Use sketches instead of time-based decay histogram (#2900)

gatesn · web-flow · commit 44164a6f19d4 · 2025-04-03T13:31:33.000Z
diff --git a/Cargo.lock b/Cargo.lock
diff --git a/Cargo.toml b/Cargo.toml
@@ -89,14 +89,12 @@ duckdb = { path = "duckdb-vortex/duckdb-rs/crates/duckdb", features = [
 ] }
 dyn-hash = "0.2.0"
 enum-iterator = "2.0.0"
-exponential-decay-histogram = "=0.1.13"
 fastlanes = "0.1.8"
 flatbuffers = "25"
 flexbuffers = "25"
 flume = "0.11"
 fsst-rs = "0.5.2"
 futures = { version = "0.3.31", default-features = false }
-futures-executor = "0.3.31"
 futures-util = "0.3.31"
 getrandom = "0.3"
 goldenfile = "1"
@@ -116,7 +114,6 @@ moka = { version = "0.12.10", default-features = false }
 num-traits = "0.2.19"
 num_enum = "0.7.2"
 object_store = "0.11.0"
-oneshot = "0.1.10"
 opentelemetry = "0.29.0"
 opentelemetry-otlp = "0.29.0"
 opentelemetry_sdk = "0.29.0"
@@ -159,6 +156,7 @@ serde = "1.0.203"
 serde_json = "1.0.116"
 serde_test = "1.0.176"
 simplelog = "0.12"
+sketches-ddsketch = "0.3.0"
 static_assertions = "1.1"
 tabled = { version = "0.18.0", default-features = false }
 tar = "0.4"
diff --git a/vortex-layout/Cargo.toml b/vortex-layout/Cargo.toml
@@ -19,13 +19,13 @@ async-trait = { workspace = true }
 bit-vec = { workspace = true }
 bytes = { workspace = true }
 dashmap = { workspace = true }
-exponential-decay-histogram = { workspace = true }
 flatbuffers = { workspace = true }
 flume = { workspace = true }
 futures = { workspace = true, features = ["alloc", "executor"] }
 getrandom_v03 = { workspace = true }
 itertools = { workspace = true }
 log = { workspace = true }
+sketches-ddsketch = { workspace = true }
 tokio = { workspace = true, features = ["rt"], optional = true }
 tracing = { workspace = true, optional = true }
 tracing-futures = { workspace = true, features = [
diff --git a/vortex-layout/src/layouts/filter.rs b/vortex-layout/src/layouts/filter.rs
@@ -4,10 +4,10 @@ use std::sync::{Arc, RwLock};
 
 use async_trait::async_trait;
 use bit_vec::BitVec;
-use exponential_decay_histogram::ExponentialDecayHistogram;
 use itertools::Itertools;
+use sketches_ddsketch::DDSketch;
 use vortex_array::aliases::hash_map::HashMap;
-use vortex_error::{VortexExpect, VortexResult, vortex_panic};
+use vortex_error::{VortexExpect, VortexResult, vortex_err, vortex_panic};
 use vortex_expr::ExprRef;
 use vortex_expr::forms::cnf::cnf;
 use vortex_mask::Mask;
@@ -18,8 +18,6 @@ use crate::{
 
 /// The selectivity histogram quantile to use for reordering conjuncts.

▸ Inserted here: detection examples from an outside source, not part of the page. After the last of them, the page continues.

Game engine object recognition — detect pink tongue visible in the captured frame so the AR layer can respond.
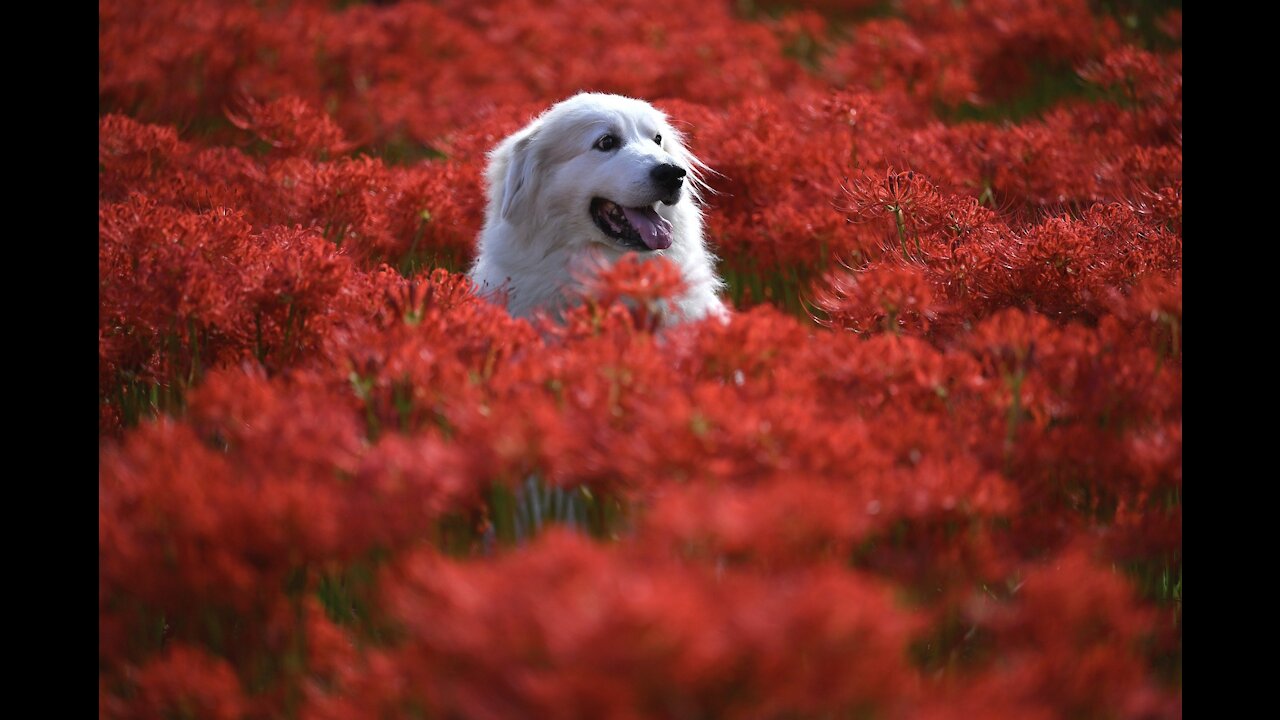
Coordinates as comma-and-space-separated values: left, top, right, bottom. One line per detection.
622, 208, 671, 250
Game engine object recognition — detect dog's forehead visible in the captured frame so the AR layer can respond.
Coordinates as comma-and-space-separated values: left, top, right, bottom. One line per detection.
547, 94, 666, 133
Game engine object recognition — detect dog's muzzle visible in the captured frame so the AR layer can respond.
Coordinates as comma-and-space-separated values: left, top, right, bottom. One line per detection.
649, 163, 689, 205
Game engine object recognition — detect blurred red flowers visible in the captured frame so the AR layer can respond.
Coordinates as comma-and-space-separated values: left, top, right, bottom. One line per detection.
99, 0, 1183, 719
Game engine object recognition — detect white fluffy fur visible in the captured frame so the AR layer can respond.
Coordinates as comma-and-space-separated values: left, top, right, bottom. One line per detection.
471, 94, 727, 320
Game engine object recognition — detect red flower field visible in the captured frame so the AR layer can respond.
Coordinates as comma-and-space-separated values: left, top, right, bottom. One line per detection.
99, 0, 1183, 720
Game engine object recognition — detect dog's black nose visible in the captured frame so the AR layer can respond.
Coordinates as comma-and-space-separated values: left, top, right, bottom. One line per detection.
649, 163, 687, 192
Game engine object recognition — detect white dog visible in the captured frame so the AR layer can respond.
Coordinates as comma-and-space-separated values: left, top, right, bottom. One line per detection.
471, 92, 727, 323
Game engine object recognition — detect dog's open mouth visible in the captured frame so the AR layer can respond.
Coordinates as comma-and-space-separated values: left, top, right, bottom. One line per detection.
591, 197, 672, 252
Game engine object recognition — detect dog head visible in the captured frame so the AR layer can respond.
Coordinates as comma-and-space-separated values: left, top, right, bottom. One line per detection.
488, 94, 704, 254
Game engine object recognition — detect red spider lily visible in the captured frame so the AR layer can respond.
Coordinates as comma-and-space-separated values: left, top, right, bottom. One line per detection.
228, 96, 353, 159
814, 260, 934, 334
99, 0, 1184, 719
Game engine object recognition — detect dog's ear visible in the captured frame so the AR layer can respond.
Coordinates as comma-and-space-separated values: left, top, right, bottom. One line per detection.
502, 132, 538, 220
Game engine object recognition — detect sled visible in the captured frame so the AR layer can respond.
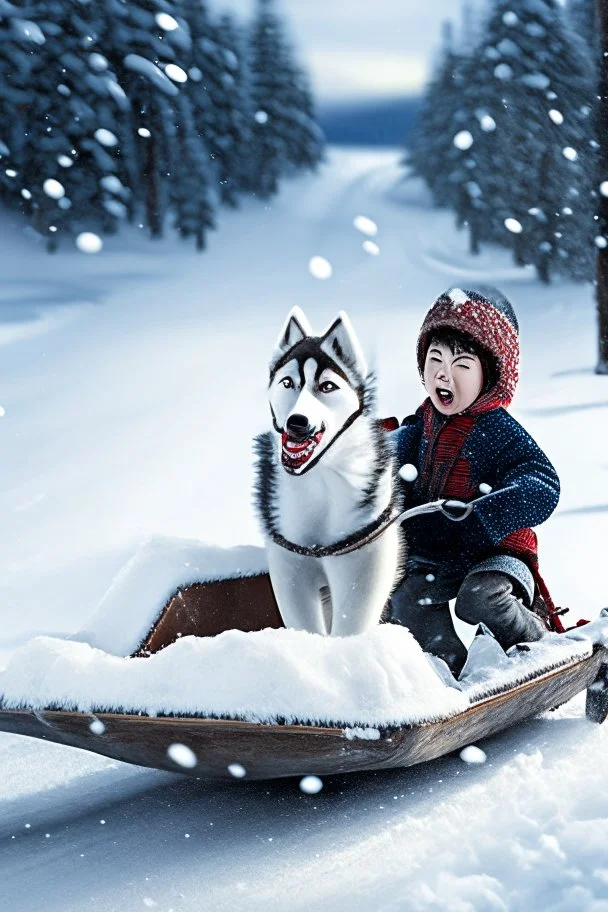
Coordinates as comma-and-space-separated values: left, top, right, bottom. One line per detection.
0, 573, 608, 779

Where 0 == no rows match.
 const DEFAULT_SELECTIVITY_QUANTILE: f64 = 0.1;
-/// The multiplier to used to convert selectivity to i64 for the histogram.
-const SELECTIVITY_MULTIPLIER: f64 = 1_000_000.0;
 
 /// A [`LayoutReader`] that splits boolean expressions into individual conjunctions, tracks
 /// statistics about selectivity, and uses this information to reorder the evaluation of the
@@ -116,7 +114,7 @@ pub struct FilterExpr {
     /// The conjuncts involved in the filter expression.
     conjuncts: Vec<ExprRef>,
     /// A histogram of the selectivity of each conjunct.
-    conjunct_selectivity: Vec<RwLock<ExponentialDecayHistogram>>,
+    conjunct_selectivity: Vec<RwLock<DDSketch>>,
     /// The preferred ordering of conjuncts.
     ordering: RwLock<Vec<usize>>,
     /// The quantile to use from the selectivity histogram of each conjunct.
@@ -129,11 +127,9 @@ impl FilterExpr {
         let num_conjuncts = conjuncts.len();
         Self {
             conjuncts,
-            conjunct_selectivity: iter::repeat_with(|| {
-                RwLock::new(ExponentialDecayHistogram::new())
-            })
-            .take(num_conjuncts)
-            .collect(),
+            conjunct_selectivity: iter::repeat_with(|| RwLock::new(DDSketch::default()))
+                .take(num_conjuncts)
+                .collect(),
             // The initial ordering is naive, we could order this by how well we expect each
             // comparison operator to perform. e.g. == might be more selective than <=? Not obvious.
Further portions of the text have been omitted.